Annual allowance, on the other hand, is a fixed rate that is provided every year based on the
initial cost of the asset. The yearly allowance is paid for each year until the capital
expenditure has indeed been entirely written off, unless the fixed asset is sold, demolished, or
otherwise disposed of, in whose case a balancing allowance or balancing charge will be
computed, depending on the circumstances.
Question 3
Question 3(a)
(1) Where any import tariffs have been re-exported either by manufacturer as a component or
component of the any products made in Malaysia, or as the packing, or a component or
ingredient of the packing, of these kinds of manufactured goods, the Director General may,
on such re-export, actually enable to the manufacturer a full drawback of the obligation so
paid, if the goods produced exported have been manufactured on establishments accepted by
the Director General. (2) Where any import taxes are re-exported by the manufacturer as a
component or ingredient of goods employed in the production of such goods, as well as in the
packaging of such goods produced things of this nature; (2) Such products are re-exported
within twelve months of the date on which they were first imported. date on which the import
duty was paid, or any other relevant information a time determined by the Director General,
if any.
Documents to be submitted;
i. Covering letter
Documents to be submitted;
i. Covering letter
Question 3(b)
Chargeable income RM 2,212,000
Tax on first RM600, 000 @ 17% = RM 102,000
Tax on balance 1,612,000@24%= RM 386,880
TOTAL TAX = RM 488,880
Question 4
Question 4 (a)
Advances. Wages that you give to your workers in exchange for services that they will
perform or finish in the future are considered taxable wages for the purposes of payroll
taxation. Advances are not considered taxable earnings if the workers are legally bound to
return the sums that have been granted to them. If you provide advances to workers to cover
expenditures they will incur while providing services for you under an accountable plan, the
advances are not considered taxable pay.
Gifts. The majority of presents that you offer to your workers are assumed to be of a
compensating character by default. Gifts to your workers are treated as taxable earnings for
payroll tax purposes unless you can demonstrate that the gift is associated with an event that
is completely unconnected to your company (for example, an employee's wedding). If the
presents are articles of property with no monetary value, the gifts are not deemed taxable
wages under the Internal Revenue Code (for example, a turkey or a ham). A little donation of
cash does not qualify as an exemption to this rule.

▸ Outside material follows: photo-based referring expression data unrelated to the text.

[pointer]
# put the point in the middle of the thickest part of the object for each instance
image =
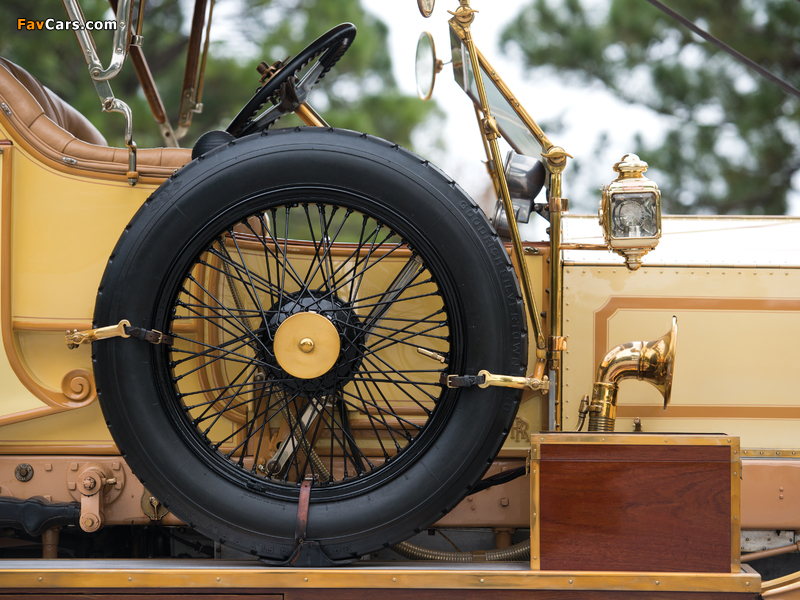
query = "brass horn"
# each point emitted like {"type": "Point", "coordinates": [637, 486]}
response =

Prizes and honors are given out. Employer-provided prizes and awards are normally
considered taxable compensation, but a noncash prize or award is not taxable if the value of
the prize or award is less than and it is awarded to an employee as part of a length-of-service
or safety-achievement programmed.
Question 4 (b)
Salary (RM 10,000x10) = RM 100,000
The employment income of Martha in the period of 10 months (Feb. 28 to Dec. 2021)
is RM148,500. The car provided by the company is considered as a non-cash benefit there it
is not included in the employment income.